PT Bank Negara Indonesia (Persero) Tbk atau BNI menyatakan kesiapannya dalam mengawal kebijakan anyar pemerintah terkait Devisa Hasil Ekspor Sumber Daya Alam (DHE SDA). Regulasi baru yang bakal berlaku efektif per 1 Juni 2026 tersebut didukung penuh demi memperkokoh ketahanan ekonomi domestik.
Corporate Secretary BNI Okki Rushartomo menegaskan komitmen perseroan dalam menyukseskan program ini demi memberikan dampak positif yang lebih luas.
“Dukungan ini sejalan dengan semangat BNI untuk terus melayani sepenuh hati dalam mendukung kebutuhan nasabah dan penguatan ekonomi nasional,” ujar Okki dalam keterangan pers di Jakarta, dikutip Jumat (22/5/2026).
Kebijakan retensi 100 persen DHE SDA ini nantinya akan dipusatkan pada bank-bank yang tergabung dalam Himpunan Bank Milik Negara (Himbara). Langkah strategis tersebut dipercaya mampu mempertebal pasokan valuta asing (valas) di pasar domestik, menjaga stabilitas sistem keuangan, sekaligus memperkuat peran Himbara sebagai motor pembangunan nasional.

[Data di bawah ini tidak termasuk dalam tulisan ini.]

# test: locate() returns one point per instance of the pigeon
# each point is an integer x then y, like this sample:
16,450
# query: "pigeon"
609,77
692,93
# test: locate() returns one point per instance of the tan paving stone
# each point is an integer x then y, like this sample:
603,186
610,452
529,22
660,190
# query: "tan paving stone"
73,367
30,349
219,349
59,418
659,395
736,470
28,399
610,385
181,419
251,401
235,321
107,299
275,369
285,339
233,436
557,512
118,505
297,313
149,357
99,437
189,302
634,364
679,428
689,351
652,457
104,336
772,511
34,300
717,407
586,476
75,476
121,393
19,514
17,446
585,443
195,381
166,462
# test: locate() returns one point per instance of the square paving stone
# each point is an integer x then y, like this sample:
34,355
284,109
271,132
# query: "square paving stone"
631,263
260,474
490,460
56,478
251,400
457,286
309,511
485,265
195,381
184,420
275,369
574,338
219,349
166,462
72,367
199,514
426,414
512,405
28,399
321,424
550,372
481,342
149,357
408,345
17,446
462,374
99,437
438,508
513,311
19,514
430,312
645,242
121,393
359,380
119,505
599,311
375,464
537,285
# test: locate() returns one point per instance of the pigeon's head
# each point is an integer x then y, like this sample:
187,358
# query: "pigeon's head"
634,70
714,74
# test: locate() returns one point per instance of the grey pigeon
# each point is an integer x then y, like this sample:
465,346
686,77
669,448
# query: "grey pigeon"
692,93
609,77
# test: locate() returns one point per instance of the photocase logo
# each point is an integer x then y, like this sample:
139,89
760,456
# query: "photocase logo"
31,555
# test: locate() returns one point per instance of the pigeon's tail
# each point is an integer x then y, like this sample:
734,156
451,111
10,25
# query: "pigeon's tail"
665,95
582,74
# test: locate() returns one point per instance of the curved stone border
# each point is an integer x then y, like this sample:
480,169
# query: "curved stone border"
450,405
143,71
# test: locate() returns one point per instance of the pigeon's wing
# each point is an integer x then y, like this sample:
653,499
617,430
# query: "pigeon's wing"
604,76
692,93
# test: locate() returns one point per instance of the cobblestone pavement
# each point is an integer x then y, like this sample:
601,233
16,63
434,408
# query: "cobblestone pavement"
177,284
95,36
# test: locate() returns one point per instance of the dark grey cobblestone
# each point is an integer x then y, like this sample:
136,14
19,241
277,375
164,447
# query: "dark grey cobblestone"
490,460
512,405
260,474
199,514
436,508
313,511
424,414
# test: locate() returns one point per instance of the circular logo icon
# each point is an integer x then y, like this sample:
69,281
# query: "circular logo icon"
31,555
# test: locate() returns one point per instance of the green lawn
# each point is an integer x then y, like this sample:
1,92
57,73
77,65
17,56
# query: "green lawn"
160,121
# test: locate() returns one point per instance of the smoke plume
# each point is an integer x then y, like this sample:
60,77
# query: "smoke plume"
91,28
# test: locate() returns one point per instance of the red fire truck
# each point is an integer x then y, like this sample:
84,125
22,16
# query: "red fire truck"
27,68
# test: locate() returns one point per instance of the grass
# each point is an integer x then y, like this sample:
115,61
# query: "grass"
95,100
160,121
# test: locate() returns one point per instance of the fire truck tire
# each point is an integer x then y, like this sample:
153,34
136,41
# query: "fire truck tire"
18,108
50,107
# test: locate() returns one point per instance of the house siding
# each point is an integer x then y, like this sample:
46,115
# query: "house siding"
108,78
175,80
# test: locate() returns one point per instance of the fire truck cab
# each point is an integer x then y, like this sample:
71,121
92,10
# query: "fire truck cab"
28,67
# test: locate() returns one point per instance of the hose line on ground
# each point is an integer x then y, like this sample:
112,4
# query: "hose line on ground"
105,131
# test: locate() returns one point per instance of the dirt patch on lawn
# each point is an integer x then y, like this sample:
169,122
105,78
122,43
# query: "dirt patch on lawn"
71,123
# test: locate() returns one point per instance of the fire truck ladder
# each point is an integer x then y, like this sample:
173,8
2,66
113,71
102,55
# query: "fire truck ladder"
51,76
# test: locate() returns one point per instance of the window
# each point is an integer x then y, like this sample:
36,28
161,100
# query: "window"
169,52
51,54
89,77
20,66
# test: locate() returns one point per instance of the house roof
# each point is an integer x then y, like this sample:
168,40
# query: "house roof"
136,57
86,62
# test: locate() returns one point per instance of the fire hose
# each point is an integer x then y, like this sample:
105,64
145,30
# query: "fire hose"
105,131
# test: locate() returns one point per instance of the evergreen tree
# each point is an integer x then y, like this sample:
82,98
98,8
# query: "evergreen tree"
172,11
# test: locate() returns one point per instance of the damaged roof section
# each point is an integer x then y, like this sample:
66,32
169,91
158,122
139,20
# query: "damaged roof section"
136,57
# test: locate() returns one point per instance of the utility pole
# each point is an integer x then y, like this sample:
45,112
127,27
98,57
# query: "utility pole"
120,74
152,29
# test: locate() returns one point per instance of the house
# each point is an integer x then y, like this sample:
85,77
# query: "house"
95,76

Okki menjelaskan terdapat perbedaan mendasar pada aturan baru ini jika dibandingkan dengan regulasi sebelumnya. Ke depan, para eksportir wajib memarkir seluruh dana DHE SDA mereka di Himbara dengan jangka waktu minimal satu tahun. Pada aturan terdahulu, para pelaku usaha masih dibebaskan memilih bank dalam negeri mana saja untuk menempatkan dana mereka.
Tidak hanya itu, aturan teranyar ini juga membatasi ruang gerak eksportir dalam mengubah mata uang mereka. Porsi konversi dari devisa ke rupiah kini dibatasi dengan batas maksimal hanya 50 persen. Langkah ini dinilai efektif untuk meredam fluktuasi nilai tukar rupiah dan mengamankan ketersediaan likuiditas valas di dalam negeri.
Mengandalkan rekam jejak serta jaringan internasional yang luas, BNI optimistis bisa memfasilitasi implementasi kebijakan ini secara maksimal agar dana DHE SDA memberikan nilai tambah yang optimal. Kesiapan dari sisi infrastruktur dan pelayanan pun telah dimatangkan.
“Kami telah proaktif melakukan sosialisasi kepada nasabah eksportir SDA terkait mekanisme baru ini. BNI juga menyiapkan relationship manager khusus serta penguatan solusi keuangan digital melalui BNIDirect fitur DHE SDA,” ungkap Okki.
Kehadiran fitur DHE SDA di platform BNIDirect tersebut dirancang untuk mempermudah proses pemantauan, pelaporan kepada otoritas pemerintah, hingga pengelolaan transaksi secara terintegrasi. Dengan sistem yang efisien dan seamless ini, nasabah eksportir diharapkan tetap bisa mengatur arus kas (cash flow) mereka secara aman dan optimal.
Menyambut berlakunya aturan baru ini, BNI juga telah menyusun langkah taktis ke depan. Manajemen mulai meramu strategi khusus untuk mengelola limpahan dana tersebut, di antaranya melalui penguatan layanan digital cash management, optimalisasi instrumen investasi, serta penajaman layanan treasury.
Di samping itu, bank berpelat merah ini menyatakan kesiapannya untuk mengambil peran strategis sebagai mitra utama pemerintah dan para eksportir dalam menyalurkan instrumen Surat Berharga Negara (SBN) valas domestik spesifik DHE SDA.